Walter Wraggs Fordham was an Adventist minister, evangelist, administrator, and author.
Walter Wraggs Fordham was born on October 20, 1911, in Charleston, South Carolina. He was the fifth of six children born to Catherine Wraggs Fordham and Henry Joseph Fordham. Neither parent was a Seventh-day Adventist at the time. However, a few months after Walter Fordham’s birth, the sudden and tragic death of his older sister, Frankie, from a rare cardiac disorder set the stage for the family’s introduction to the Adventist message. At evangelistic meetings conducted in 1912 by Charles Manns, Fordham’s parents gained Biblical assurance about the question tearing at the heart of their family, “Where are the Dead?” As a result of the meetings, the Fordhams became charter members of the first black Seventh-day Adventist church formed in Charleston.1
As they became indoctrinated in their new faith, Fordham’s parents, especially Catherine–a “country schoolteacher” before marriage–became determined that their five remaining children receive an Adventist education, despite the fact that they “were poor and lived hundreds of miles from any Seventh-day Adventist school.” Thanks to their parents’ resolve and sacrifice, the Fordham children “were able to attend our church schools from the elementary to the college level.”2
Due in no small part to their Christian education, the Fordham children made significant contributions to the Adventist church. Walter Fordham’s oldest sister, Jesse, became a schoolteacher and married John H. Wagner, Sr. (1902-1962), the prominent evangelist and conference president. Two of Fordham’s brothers, Wilmont and Henry, like him, became preachers. Another brother, Furman, became a well-known professor of music who supported evangelistic efforts conducted by his brothers and other ministers as a singing evangelist.3
The Oakwood Years
In 1929, Fordham left home to enroll at Oakwood Junior College (now Oakwood University) in Huntsville, Alabama. The following summer he decided to take up colporteuring Adventist literature to earn scholarship funds for continuing at Oakwood. He and a friend from Jamaica, Moses Beach, had a very promising start, canvassing in the vicinity of Marion, South Carolina. But as the Great Depression hit with full force, tobacco prices suddenly plummeted so drastically that their customers were unable to pay on their accounts. The two young colporteurs, their hopes for earning a scholarship dashed, were stranded 600 miles from school with nothing more than their bicycles. Fordham, on the verge of returning home and giving up hopes of returning to Oakwood, decided to pray first, promising that if God would open a way for him to attend school, he would give up his desire to become a lawyer, and if it was God’s will, become a minister of the gospel instead.
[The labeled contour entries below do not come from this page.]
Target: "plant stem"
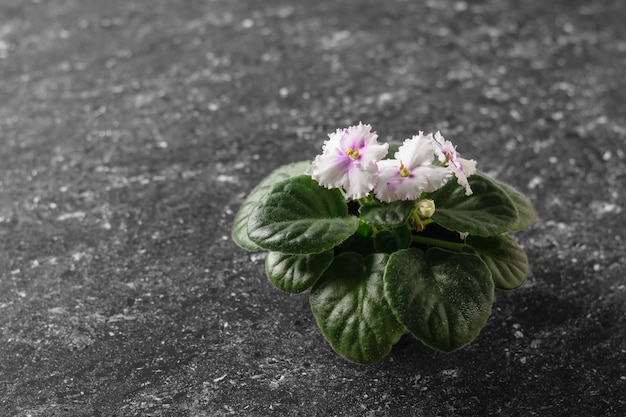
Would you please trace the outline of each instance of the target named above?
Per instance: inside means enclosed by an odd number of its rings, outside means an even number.
[[[454,242],[448,242],[447,240],[435,239],[432,237],[425,237],[425,236],[416,236],[416,235],[413,235],[413,242],[423,243],[428,246],[438,246],[440,248],[450,249],[450,250],[454,250],[457,252],[461,252],[463,248],[466,246],[465,243],[454,243]]]

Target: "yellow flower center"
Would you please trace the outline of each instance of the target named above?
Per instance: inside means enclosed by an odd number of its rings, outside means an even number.
[[[348,156],[350,158],[352,158],[352,160],[356,160],[359,157],[359,150],[358,149],[348,148],[348,149],[346,149],[346,153],[348,154]]]
[[[411,171],[409,171],[408,169],[406,169],[406,167],[404,166],[403,163],[400,163],[400,176],[402,178],[406,178],[409,175],[411,175]]]

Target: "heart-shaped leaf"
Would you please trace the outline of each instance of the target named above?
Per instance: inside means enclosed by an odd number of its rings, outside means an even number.
[[[307,255],[270,252],[265,258],[265,273],[279,289],[299,293],[310,288],[332,261],[332,251]]]
[[[358,226],[341,191],[299,175],[275,184],[259,202],[248,220],[248,236],[275,252],[319,253],[346,240]]]
[[[468,236],[467,245],[487,264],[496,288],[520,287],[528,275],[528,258],[510,236]]]
[[[507,193],[517,209],[517,223],[512,226],[510,231],[526,229],[532,225],[537,219],[537,213],[535,213],[535,209],[528,197],[507,184],[498,182],[498,185]]]
[[[404,226],[415,208],[415,201],[395,201],[393,203],[371,203],[361,206],[361,220],[380,228]]]
[[[382,359],[404,332],[383,294],[387,255],[343,253],[315,283],[311,310],[324,337],[348,360]]]
[[[311,165],[309,161],[295,162],[293,164],[283,165],[276,168],[270,175],[265,177],[254,189],[248,194],[243,201],[239,211],[233,220],[232,238],[237,245],[248,250],[260,250],[259,245],[254,243],[248,237],[248,219],[250,214],[259,204],[259,201],[270,191],[272,186],[278,181],[290,178],[296,175],[304,174],[304,171]]]
[[[408,226],[396,227],[391,230],[378,232],[374,237],[374,248],[376,252],[393,253],[400,249],[411,246],[413,235]]]
[[[471,342],[487,322],[494,284],[475,255],[431,248],[393,253],[385,296],[401,323],[422,342],[451,352]]]
[[[436,211],[432,219],[443,227],[476,236],[496,236],[520,225],[520,217],[509,193],[484,174],[468,178],[474,192],[450,180],[430,195]]]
He and Beach embarked for Huntsville on their 600-mile bicycle trek through the South, experiencing several adventures and providences that Fordham later narrated in his autobiography. News of their plight and their determination reached Anna Knight, associate educational secretary of the Southern Union Conference, who in turn appealed to friends for funds to support the young men.
“When we finally arrived on our bikes,” wrote Fordham, “the entire student body gave us an unforgettable welcome. Anna Knight gave us a check equivalent to a scholarship for one entire school year.”4 Fordham cites this experience of answered prayer as the event that turned him to the path of gospel ministry.
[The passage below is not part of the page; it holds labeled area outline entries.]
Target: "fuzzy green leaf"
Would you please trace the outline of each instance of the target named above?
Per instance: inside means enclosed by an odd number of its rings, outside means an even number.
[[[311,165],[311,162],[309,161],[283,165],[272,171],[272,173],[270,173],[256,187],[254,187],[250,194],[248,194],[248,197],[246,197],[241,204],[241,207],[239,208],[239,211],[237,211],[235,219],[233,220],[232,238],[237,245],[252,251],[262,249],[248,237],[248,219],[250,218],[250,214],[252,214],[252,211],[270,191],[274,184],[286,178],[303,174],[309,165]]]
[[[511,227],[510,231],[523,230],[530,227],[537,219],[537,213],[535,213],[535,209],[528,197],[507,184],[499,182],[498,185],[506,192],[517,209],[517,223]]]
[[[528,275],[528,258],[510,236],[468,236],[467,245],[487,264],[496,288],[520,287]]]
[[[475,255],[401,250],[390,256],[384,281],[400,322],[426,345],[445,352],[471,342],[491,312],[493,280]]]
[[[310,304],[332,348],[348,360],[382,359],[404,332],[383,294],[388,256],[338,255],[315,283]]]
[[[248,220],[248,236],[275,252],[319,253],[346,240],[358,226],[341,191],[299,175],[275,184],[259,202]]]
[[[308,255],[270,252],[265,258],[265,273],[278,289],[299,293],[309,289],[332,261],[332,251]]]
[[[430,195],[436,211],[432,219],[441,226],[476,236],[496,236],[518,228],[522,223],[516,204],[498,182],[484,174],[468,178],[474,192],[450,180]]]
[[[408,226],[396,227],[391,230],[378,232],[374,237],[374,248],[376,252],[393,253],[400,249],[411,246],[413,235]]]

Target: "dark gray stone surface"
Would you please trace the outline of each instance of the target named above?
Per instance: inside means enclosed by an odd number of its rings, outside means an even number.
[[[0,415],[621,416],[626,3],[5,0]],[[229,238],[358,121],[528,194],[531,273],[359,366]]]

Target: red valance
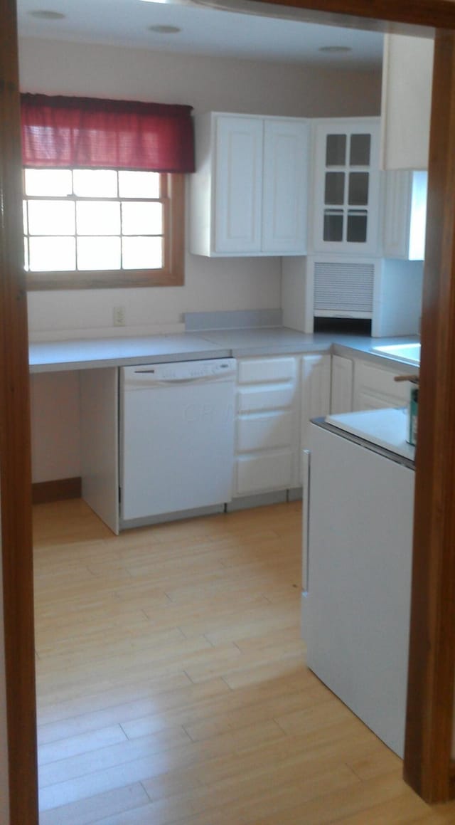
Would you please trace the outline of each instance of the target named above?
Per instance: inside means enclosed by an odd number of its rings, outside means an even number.
[[[21,95],[24,166],[195,171],[192,107]]]

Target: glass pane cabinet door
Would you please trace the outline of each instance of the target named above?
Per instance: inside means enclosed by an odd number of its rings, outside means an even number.
[[[317,177],[321,188],[316,205],[322,206],[315,221],[317,251],[365,252],[367,247],[371,251],[375,243],[371,224],[378,214],[378,125],[372,123],[371,131],[364,124],[349,125],[344,129],[340,125],[332,130],[324,125],[317,139]]]

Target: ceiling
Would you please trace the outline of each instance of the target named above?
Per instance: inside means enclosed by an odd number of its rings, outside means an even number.
[[[210,0],[17,0],[19,35],[331,68],[381,65],[379,32],[234,12],[205,2]],[[277,7],[274,10],[278,14]],[[33,12],[65,16],[43,19],[31,16]],[[149,30],[151,26],[181,31],[157,33]],[[333,47],[350,50],[334,51]]]

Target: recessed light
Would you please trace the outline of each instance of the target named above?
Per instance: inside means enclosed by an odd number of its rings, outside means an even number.
[[[39,9],[36,12],[29,12],[30,17],[38,17],[40,20],[63,20],[66,14],[60,12],[51,12],[49,9]]]
[[[156,31],[158,35],[176,35],[181,29],[178,26],[149,26],[149,31]]]
[[[329,54],[343,54],[345,52],[352,51],[352,49],[350,46],[320,46],[318,51]]]

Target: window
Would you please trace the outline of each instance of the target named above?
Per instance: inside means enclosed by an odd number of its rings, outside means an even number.
[[[183,283],[182,175],[24,170],[30,290]]]
[[[30,289],[183,283],[191,107],[22,95]]]

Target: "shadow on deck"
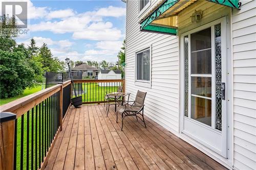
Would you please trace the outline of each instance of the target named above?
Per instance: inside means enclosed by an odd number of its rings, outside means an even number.
[[[222,165],[146,117],[116,123],[114,107],[71,107],[46,169],[224,169]]]

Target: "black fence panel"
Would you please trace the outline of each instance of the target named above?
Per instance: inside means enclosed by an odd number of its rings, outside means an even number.
[[[62,82],[62,73],[46,72],[46,88]]]
[[[65,116],[66,113],[68,111],[69,106],[70,104],[71,94],[71,84],[69,84],[63,88],[62,93],[62,117]]]

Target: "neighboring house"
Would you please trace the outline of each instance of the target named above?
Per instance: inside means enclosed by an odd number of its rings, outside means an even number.
[[[82,72],[82,78],[85,78],[87,77],[92,78],[95,76],[98,76],[99,69],[91,65],[82,64],[72,68],[71,71]]]
[[[98,80],[122,79],[122,72],[119,70],[101,69]]]
[[[98,76],[98,80],[122,79],[122,72],[120,70],[101,69]],[[109,86],[111,83],[103,83],[99,86]],[[115,83],[119,86],[120,83]]]
[[[255,169],[256,1],[240,2],[126,1],[125,91],[226,167]]]

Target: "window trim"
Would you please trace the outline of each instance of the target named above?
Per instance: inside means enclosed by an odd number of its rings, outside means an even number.
[[[146,10],[150,7],[151,5],[151,0],[150,0],[148,2],[148,3],[147,3],[143,8],[140,10],[140,1],[141,0],[138,0],[138,17],[139,18],[146,11]]]
[[[150,50],[150,80],[137,80],[137,55],[146,51]],[[135,52],[135,84],[136,86],[143,86],[148,88],[151,88],[152,84],[152,45],[147,45],[147,46],[139,49]]]
[[[88,73],[89,73],[89,72],[90,73],[92,72],[92,75],[91,76],[91,74],[90,74],[90,75],[88,76]],[[92,71],[92,70],[88,70],[87,71],[87,76],[93,76],[93,71]]]

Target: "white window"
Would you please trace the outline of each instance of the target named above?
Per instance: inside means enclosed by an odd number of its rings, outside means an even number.
[[[150,0],[139,0],[139,17],[150,6]]]
[[[150,48],[136,53],[136,80],[150,80]]]
[[[88,71],[87,76],[93,76],[93,71]]]

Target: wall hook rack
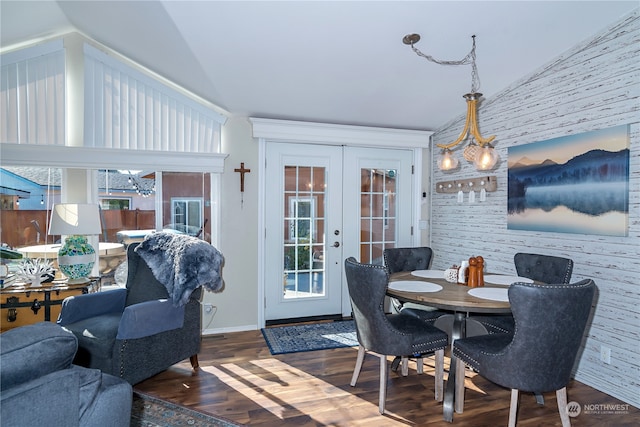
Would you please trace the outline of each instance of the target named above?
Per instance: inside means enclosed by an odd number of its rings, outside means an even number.
[[[496,176],[481,176],[478,178],[456,179],[453,181],[436,182],[436,193],[457,193],[462,191],[480,191],[484,188],[486,192],[498,189],[498,178]]]

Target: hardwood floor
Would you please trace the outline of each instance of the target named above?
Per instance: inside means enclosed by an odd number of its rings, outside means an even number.
[[[425,359],[422,375],[415,363],[407,377],[390,372],[386,413],[380,415],[377,358],[367,356],[358,384],[349,386],[356,353],[341,348],[272,356],[260,331],[209,336],[202,341],[199,371],[185,360],[134,390],[250,426],[507,425],[510,391],[469,372],[464,413],[455,414],[453,424],[445,422],[442,404],[434,400],[433,358]],[[571,382],[567,394],[583,408],[571,418],[573,426],[638,425],[639,409],[584,384]],[[532,394],[521,395],[518,426],[561,425],[555,393],[544,398],[538,406]],[[613,404],[622,405],[622,413],[593,406]]]

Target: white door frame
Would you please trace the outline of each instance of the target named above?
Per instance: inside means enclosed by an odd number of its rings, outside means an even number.
[[[433,132],[260,118],[249,120],[253,127],[253,137],[258,139],[258,327],[265,326],[265,160],[268,142],[412,149],[413,164],[419,166],[415,167],[412,183],[412,244],[419,244],[422,150],[429,148],[429,137]]]

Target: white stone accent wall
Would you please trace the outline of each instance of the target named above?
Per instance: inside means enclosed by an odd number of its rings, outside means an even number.
[[[460,109],[465,109],[462,98]],[[501,163],[489,173],[478,172],[462,159],[458,149],[461,169],[443,173],[436,165],[439,149],[432,151],[432,268],[444,269],[472,255],[482,255],[486,271],[514,274],[516,252],[573,259],[572,281],[592,278],[598,286],[596,309],[575,378],[640,407],[639,10],[484,99],[478,117],[484,137],[497,135],[495,147]],[[463,123],[461,116],[437,130],[434,145],[455,140]],[[630,125],[628,237],[507,230],[508,147],[622,124]],[[458,203],[455,194],[435,192],[438,181],[481,175],[498,179],[498,190],[488,193],[486,202],[480,203],[476,197],[476,202],[469,204],[465,195],[464,202]],[[611,349],[610,364],[600,360],[601,346]]]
One of the most dramatic and pivotal events in the history of Oakwood–and of black Adventism–occurred in October 1931, thrusting Fordham into a leadership role: the Oakwood student strike for black advancement and leadership at the college. He, along with Alan Anderson, Samuel Rashford, Ernest Mosely, and H. R. Murphy, led the entire student body to demand the appointment of a black president, along with a significant increase in the number of black faculty, among other reforms. The five leaders of the strike were expelled from the school. However, Fordham returned later and graduated in 1934 with a diploma placed in his hand by J. L. Moran (1894-1972), who had become the first black president of Oakwood College on May 12, 1932, in large part due to the efforts of Fordham and his fellow student leaders.5
In 1934, Fordham, by this time affectionately referred to as “W.W.” in most circles, was also united in marriage to Maybelle Lois Winston. They would have four children: Lois F. (Lester), Audrey E. (Booker), Walter, Jr., and Kathryn (Adams).6
A Righteous Rebel in Ministry
The young couple began their ministry in the New Jersey Conference, with responsibility for all of the black churches in the southern part of the state. Four years later, Fordham was called to pastor Ethnan Temple, in Pittsburgh, Pennsylvania. It was while pastoring the influential Ethnan Temple that Fordham established himself as a dynamic and effective evangelist. After two major evangelistic efforts, 150 members were added to the Church.7
In 1942, Fordham was called to head the black work in the state of Florida. He baptized over 100 persons in his Jacksonville evangelistic campaign, and went on to lead the Southern Union in baptisms for the year. Increasingly, as he was exposed to the racial injustice and discrimination often exhibited by the church organization during this time, Fordham was propelled into the forefront of the struggle as a spokesman demanding equality. His determination toward those goals was fierce, as recorded in his own words, “We determined to continue the struggle, no matter how long it would take. We would not allow racism and segregation to drive us off the ‘ship of hope.’ Our motto was, ‘Stay with the ship!’”8
Leadership: Regional Conferences and the Regional Department
Throughout most of his ministry, Fordham played a leading role in the conception, growth, and development of regional conferences–the black-administered conferences that began to be organized in 1944. In 1946, after accepting a call to serve as evangelist and secretary for the black work in the Southwestern Union, Fordham led out in the creation in 1947 of the Southwest Region Conference, headquartered in Dallas, Texas, and became its first president. After leading that conference for its first seven years, Fordham was called to take the helm of two other regional conferences. From 1954 to 1959 he served as president of the South Central Conference, headquartered in Nashville, Tennessee, and from 1959 to 1966, he was president of the Central States Conference, headquartered in Kansas City, Missouri.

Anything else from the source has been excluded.